UNITED NATIONS, Sept 14 (Reuters) - Secretary-General Ban Ki-moon announced the appointment of former Chilean President Michelle Bachelet on Tuesday to head a new U.N. body that will seek to improve the lives of women and girls around the world.
The body will be known officially as the U.N. Entity for Gender Equality and the Empowerment of Women, but officials say it will be referred to as U.N. Women (www.unwomen.org).
The General Assembly voted in July, after years of difficult negotiations, to set up the entity, which will merge four separate U.N. divisions now dealing with women's and gender issues.
"Ms. Bachelet brings to this critical position a history of dynamic global leadership, highly honed political skills and uncommon ability to create consensus," Ban said in a statement to media.
"I am confident that under her strong leadership we can improves the lives of millions of women and girls throughout the world."
Bachelet, 58, headed a center-left administration in Chile from 2006 until March of this year, when she was replaced by conservative Sebastian Pinera. Last year, Forbes magazine rated her the 22nd most powerful woman in the world.
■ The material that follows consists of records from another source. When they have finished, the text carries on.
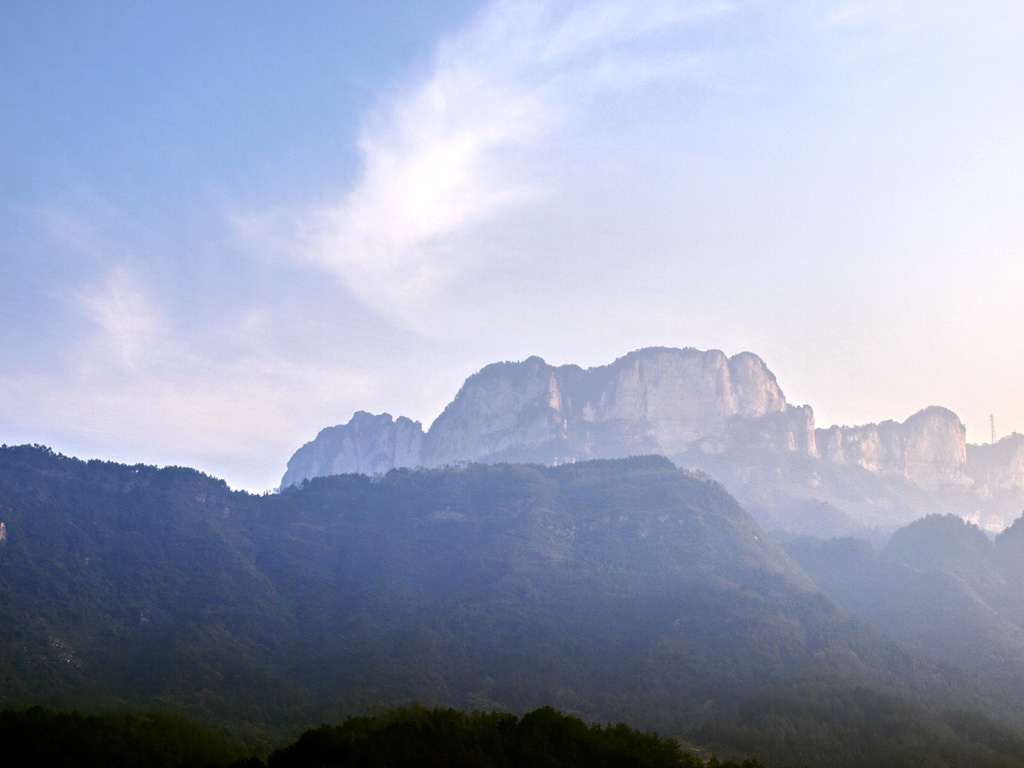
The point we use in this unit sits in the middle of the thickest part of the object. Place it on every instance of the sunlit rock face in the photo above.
(997, 468)
(367, 444)
(929, 449)
(653, 400)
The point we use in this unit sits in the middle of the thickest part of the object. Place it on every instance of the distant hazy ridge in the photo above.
(700, 409)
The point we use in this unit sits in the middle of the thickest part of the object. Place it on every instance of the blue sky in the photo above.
(226, 225)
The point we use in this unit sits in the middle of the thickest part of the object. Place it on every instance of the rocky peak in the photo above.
(657, 399)
(368, 444)
(929, 449)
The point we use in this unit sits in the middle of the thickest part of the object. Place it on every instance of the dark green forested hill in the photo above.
(615, 591)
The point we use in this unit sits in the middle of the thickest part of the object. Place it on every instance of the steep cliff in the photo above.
(929, 449)
(654, 400)
(997, 469)
(367, 444)
(724, 416)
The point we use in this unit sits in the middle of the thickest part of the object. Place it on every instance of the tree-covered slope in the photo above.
(616, 591)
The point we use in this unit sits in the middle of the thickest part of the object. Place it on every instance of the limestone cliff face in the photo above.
(997, 469)
(504, 410)
(929, 449)
(367, 444)
(652, 400)
(655, 400)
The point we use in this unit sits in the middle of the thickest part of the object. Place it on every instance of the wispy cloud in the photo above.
(451, 153)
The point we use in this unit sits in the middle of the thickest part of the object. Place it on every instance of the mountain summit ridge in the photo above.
(702, 410)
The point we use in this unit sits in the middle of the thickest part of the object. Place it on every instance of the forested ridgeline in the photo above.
(395, 738)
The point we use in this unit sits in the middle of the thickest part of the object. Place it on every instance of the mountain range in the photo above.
(725, 416)
(616, 590)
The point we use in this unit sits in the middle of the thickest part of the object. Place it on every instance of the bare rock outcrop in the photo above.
(367, 444)
(929, 449)
(997, 468)
(654, 400)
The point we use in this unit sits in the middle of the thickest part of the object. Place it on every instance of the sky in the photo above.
(226, 225)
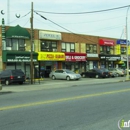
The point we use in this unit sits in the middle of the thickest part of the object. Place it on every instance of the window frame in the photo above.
(91, 48)
(70, 45)
(51, 45)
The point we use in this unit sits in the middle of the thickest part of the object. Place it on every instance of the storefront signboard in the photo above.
(92, 55)
(75, 56)
(122, 42)
(110, 57)
(51, 56)
(49, 35)
(106, 42)
(20, 58)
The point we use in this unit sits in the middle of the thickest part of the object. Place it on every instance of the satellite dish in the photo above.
(2, 12)
(18, 16)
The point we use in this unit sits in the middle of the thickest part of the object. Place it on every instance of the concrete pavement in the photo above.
(48, 83)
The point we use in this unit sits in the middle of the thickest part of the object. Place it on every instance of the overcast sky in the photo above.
(71, 16)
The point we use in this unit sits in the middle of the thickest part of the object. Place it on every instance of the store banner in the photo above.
(106, 42)
(51, 56)
(123, 42)
(75, 56)
(49, 35)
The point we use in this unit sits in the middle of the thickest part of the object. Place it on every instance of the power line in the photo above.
(97, 11)
(79, 35)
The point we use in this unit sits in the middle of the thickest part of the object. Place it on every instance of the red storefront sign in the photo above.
(71, 56)
(105, 42)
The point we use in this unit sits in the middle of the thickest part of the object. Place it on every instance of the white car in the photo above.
(64, 74)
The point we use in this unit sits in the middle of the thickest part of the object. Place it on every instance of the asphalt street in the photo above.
(48, 83)
(98, 106)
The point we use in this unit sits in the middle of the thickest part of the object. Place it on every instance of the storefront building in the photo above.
(49, 56)
(107, 57)
(18, 60)
(122, 48)
(92, 61)
(75, 61)
(109, 61)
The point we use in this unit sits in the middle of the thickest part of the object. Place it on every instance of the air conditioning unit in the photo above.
(54, 50)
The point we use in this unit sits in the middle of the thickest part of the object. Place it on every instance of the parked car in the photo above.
(126, 71)
(96, 73)
(64, 74)
(112, 73)
(118, 71)
(12, 76)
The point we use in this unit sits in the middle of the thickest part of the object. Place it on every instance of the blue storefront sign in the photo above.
(122, 42)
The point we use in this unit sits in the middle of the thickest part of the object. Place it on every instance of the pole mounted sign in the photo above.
(20, 58)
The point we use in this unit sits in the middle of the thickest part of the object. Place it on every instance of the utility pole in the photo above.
(32, 40)
(127, 44)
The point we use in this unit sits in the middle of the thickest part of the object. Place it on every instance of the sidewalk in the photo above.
(48, 83)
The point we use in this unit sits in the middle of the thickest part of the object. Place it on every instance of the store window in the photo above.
(123, 50)
(68, 47)
(15, 44)
(90, 48)
(106, 50)
(49, 46)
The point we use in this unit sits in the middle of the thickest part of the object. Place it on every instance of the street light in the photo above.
(127, 55)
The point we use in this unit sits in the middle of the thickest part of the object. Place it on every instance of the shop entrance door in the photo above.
(47, 71)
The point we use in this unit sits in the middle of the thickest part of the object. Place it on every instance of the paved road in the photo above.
(49, 84)
(78, 107)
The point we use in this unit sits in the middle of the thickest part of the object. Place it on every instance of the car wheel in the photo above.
(68, 78)
(83, 76)
(53, 77)
(117, 75)
(7, 82)
(97, 76)
(20, 82)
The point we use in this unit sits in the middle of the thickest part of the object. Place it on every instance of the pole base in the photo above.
(0, 86)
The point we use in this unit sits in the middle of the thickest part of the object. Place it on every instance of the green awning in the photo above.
(17, 32)
(18, 56)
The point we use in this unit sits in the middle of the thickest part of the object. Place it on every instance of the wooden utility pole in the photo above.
(32, 40)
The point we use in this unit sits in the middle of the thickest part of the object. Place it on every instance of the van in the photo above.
(12, 76)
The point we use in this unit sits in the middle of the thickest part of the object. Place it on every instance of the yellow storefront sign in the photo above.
(51, 56)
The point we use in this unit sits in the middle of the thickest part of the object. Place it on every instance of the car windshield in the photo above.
(69, 72)
(104, 70)
(111, 69)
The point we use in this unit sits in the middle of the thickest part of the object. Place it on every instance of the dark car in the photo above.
(96, 73)
(12, 76)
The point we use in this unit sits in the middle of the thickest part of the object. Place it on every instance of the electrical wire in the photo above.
(63, 27)
(98, 11)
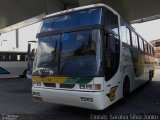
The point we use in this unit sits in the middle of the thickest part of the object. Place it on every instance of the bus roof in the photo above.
(81, 8)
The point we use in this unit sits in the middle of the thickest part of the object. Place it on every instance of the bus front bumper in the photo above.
(90, 100)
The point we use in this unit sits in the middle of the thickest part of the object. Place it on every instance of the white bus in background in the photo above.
(12, 64)
(89, 57)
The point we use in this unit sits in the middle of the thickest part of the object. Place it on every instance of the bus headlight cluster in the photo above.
(90, 87)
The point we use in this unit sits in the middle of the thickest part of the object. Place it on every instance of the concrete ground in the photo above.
(16, 102)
Bachelet, who attended two years of high school in the United States, was arrested in Chile in 1975 along with her mother by the rightist military junta that took over the country in a 1973 coup. Exiled to Australia, she later moved to former East Germany before returning in 1979 to Chile where she studied medicine, specializing in pediatrics.
Ban told reporters that 26 candidates had been considered to head the women's entity, but diplomats said Bachelet had been a front-runner from the start.
Ban has often spoken of his policy of promoting women's causes and the selection of Bachelet follows his appointment earlier this year of Margot Wallstrom of Sweden as his first-ever special representative on sexual violence in conflict.
U.N. diplomats said four years of negotiations on the new women's entity between Western developed nations and developing countries had been tough because of varying views on women's rights and gender equality.
U.N. Women will focus on supporting inter-government bodies like the Commission on the Status of Women and ensuring that all U.N. agencies and organizations live up to their commitments to gender equality, the United Nations says.